La chiusura della GKN è un disastro politico e geopolitico, locale e globale.
E' un'antica presenza dell'industria automobilistica a Firenze, che viene cancellata. E' una tradizione operaia e sociale, che ha un valore storico, non solo economico.
Quando questa industria si spostò a Capalle, fu consumato suolo prezioso per creare uno stabilimento modello. Con i contributi pubblici, la fabbrica ha continuato a lavorare e, anche recentemente, ad aggiornarsi.
I sindacati sono impegnati in prima fila perché questo disastroso licenziamento del 9 luglio 2021 sia ritirato. Nulla giustifica il licenziamento senza preavviso, via mail, di 422 dipendenti (a cui purtroppo vanno aggiunti pare decine di precari ed esternalizzati, che ovviamente non mancano mai, grazie all'opacità e alle ipocrisie del diritto del lavoro italiano).
Stasera, 11 agosto, in concomitanza con il ricordo del suono della Martinella per la Liberazione di Firenze, si tiene un'altra manifestazione di solidarietà.
A oggi, sul sito web del gruppo multinazionale, con sede direzionale a Londra, che è l'ultimo proprietario noto della fabbrica, la sede nel comune di Campi Bisenzio e nel cuore della Piana non è ancora stata cancellata.
Il governo Draghi sta promettendo almeno 13 settimane di cassa integrazione ai licenziati. Sarebbe una boccata d'ossigeno.
La fabbrica è permanentemente occupata dal collettivo degli operai. L'antico grido fiorentino antinazifascista, "Insorgiamo", è diventato il motto della resistenza dei lavoratori. Si teme molto che la proprietà porti via macchinari e risorse che attualmente sono in fabbrica.
Questo disastro sembra esser stato provocato da una di quelle decisioni a breve termine che consentono ai manager del capitalismo finanziarizzato di massimizzare i loro premi trimestrali, valorizzando i "tagli" dei rami meno redditizi dei loro imperi.

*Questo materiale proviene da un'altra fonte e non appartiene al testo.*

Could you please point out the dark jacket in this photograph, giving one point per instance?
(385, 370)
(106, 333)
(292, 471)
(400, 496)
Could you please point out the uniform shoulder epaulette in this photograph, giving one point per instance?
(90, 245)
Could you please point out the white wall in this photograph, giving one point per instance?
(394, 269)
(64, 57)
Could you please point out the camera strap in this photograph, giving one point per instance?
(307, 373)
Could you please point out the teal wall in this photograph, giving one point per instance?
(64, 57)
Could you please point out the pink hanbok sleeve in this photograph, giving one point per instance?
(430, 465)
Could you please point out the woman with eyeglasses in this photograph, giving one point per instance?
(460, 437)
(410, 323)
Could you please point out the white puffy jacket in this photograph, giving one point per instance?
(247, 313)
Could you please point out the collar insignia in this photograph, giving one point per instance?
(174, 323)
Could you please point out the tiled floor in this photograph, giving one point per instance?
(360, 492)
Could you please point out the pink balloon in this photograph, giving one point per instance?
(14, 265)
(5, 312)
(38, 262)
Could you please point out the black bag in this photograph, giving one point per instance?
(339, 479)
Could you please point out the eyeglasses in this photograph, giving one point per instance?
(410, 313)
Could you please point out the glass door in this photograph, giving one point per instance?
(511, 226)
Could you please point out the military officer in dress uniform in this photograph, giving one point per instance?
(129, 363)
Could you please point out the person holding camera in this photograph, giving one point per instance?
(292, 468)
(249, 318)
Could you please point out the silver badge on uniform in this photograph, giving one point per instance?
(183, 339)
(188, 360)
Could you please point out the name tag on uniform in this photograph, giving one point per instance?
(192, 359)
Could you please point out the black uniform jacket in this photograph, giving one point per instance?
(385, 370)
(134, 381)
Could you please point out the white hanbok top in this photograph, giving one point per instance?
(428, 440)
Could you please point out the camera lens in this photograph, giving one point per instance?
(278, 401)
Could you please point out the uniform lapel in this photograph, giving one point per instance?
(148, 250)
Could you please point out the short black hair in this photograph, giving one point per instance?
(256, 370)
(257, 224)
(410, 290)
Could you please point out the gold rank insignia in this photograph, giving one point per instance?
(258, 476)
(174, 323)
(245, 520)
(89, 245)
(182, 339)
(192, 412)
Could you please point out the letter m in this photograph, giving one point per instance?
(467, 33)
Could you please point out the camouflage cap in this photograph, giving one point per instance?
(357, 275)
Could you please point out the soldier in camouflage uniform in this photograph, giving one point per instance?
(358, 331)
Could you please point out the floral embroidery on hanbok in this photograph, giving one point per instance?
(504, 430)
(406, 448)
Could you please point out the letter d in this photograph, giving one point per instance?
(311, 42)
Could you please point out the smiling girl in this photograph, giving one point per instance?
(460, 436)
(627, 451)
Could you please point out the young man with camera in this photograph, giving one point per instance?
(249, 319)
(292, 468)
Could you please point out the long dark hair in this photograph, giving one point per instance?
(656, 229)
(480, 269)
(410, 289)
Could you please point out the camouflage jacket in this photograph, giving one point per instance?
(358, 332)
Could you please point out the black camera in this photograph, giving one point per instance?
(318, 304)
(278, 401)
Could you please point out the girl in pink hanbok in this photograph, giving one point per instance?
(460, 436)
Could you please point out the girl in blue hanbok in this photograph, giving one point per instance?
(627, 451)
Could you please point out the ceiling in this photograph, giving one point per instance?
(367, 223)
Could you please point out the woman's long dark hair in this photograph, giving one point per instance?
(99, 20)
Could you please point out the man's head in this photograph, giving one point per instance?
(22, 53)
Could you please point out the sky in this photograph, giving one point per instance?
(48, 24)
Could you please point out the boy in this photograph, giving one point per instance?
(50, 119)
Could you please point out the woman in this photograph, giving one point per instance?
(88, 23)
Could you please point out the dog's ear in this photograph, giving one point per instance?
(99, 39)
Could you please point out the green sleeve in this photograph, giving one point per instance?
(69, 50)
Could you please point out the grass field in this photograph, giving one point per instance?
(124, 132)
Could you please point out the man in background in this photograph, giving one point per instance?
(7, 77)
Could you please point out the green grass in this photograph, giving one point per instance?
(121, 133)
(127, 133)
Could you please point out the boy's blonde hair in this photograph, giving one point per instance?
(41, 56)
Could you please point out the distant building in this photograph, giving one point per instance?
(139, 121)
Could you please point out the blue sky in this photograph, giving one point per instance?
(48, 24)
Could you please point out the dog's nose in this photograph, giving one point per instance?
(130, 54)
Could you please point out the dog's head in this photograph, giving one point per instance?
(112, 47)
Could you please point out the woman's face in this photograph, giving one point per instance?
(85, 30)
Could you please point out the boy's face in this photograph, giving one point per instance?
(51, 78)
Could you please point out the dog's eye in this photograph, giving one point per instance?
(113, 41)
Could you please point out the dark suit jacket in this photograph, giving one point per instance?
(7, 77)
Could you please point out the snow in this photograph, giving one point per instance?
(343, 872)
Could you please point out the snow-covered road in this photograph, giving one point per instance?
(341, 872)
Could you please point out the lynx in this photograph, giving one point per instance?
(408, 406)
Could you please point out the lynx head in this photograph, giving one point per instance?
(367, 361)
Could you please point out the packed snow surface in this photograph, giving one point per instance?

I politici fiorentini, toscani e italiani non si sono persi l'occasione per le loro passerelle, ma essi - dalla sinistra al centro alla destra - sono i primi responsabili del fatto che un'azienda possa consumare territorio, comprare pezzi di storia, impiegare centinaia di esseri umani con altrettante famiglie, senza assumersi tutte le relative responsabilità. Nel breve termine non pagano tasse, nel medio termine scaricano problemi sulle comunità locali, nel lungo termine non sono tenuti praticamente a nulla.
Ammettiamo, per un momento, che un investitore registri seri problemi di costi di produzione. Ebbene, se questo fosse il caso, egli dovrebbe comunque offrire una buonuscita importante ai lavoratori, oltre che spendere per il pieno ripristino del territorio che hanno consumato, oppure contribuire a un progetto di riconversione. Saremmo anche in un regime di se-dicente capitalismo europeo socialmente responsabile, ma di tutto questo non c'è traccia. E l'ipocrisia di chi lo promette ora, in questa estate di crisi e confusione, come hanno fatto i ministri Orlando e Giorgetti, è veramente oltre il sopportabile. Sono due politici al potere da decenni. Come possono raccontarci di aver scoperto improvvisamente l'acqua calda?
Spiace scriverlo, ma è chiaro a tutti che quello dei lavoratori GKN sarà un lunghissimo calvario, con il quale si deve essere solidali.
Poi, mentre così tante persone soffrono in prima linea, coloro che sono per loro fortuna lontani dal fronte devono avere il coraggio di ragionare lucidamente sugli errori politici ormai storici che hanno portato a una situazione così grave.
Per il nostro mondo civico, ambientalista e autonomista, è l'occasione per ribadire la necessità assoluta di avere economie locali forti e di rifiutare il controllo di capitale anonimo straniero sulle nostre imprese.
Per il mondo operaio è tempo di ritrovare radici, cultura, capacità di contestare la fabbrica in sé, non solo la sua minacciata chiusura.
La produzione industriale contemporanea, con le sue catene del valore globalizzate, l'hanno consentita l'Unione Europea e le grandi potenze centraliste, militariste, neocolonialiste.
Dobbiamo contestarla in modo molto più radicale di come sta accadendo da decenni a questa parte, ripartendo da Gramsci e riscoprendo figure come il grande socialista Raniero Panzieri.
I lavoratori dell'industria devono tornare protagonisti a pieno titolo del dibattito politico, della gestione della produzione, di una nuova stagione di autosufficienza economica, dell'autogoverno dei beni comuni, della costruzione della necessaria svolta ambientale.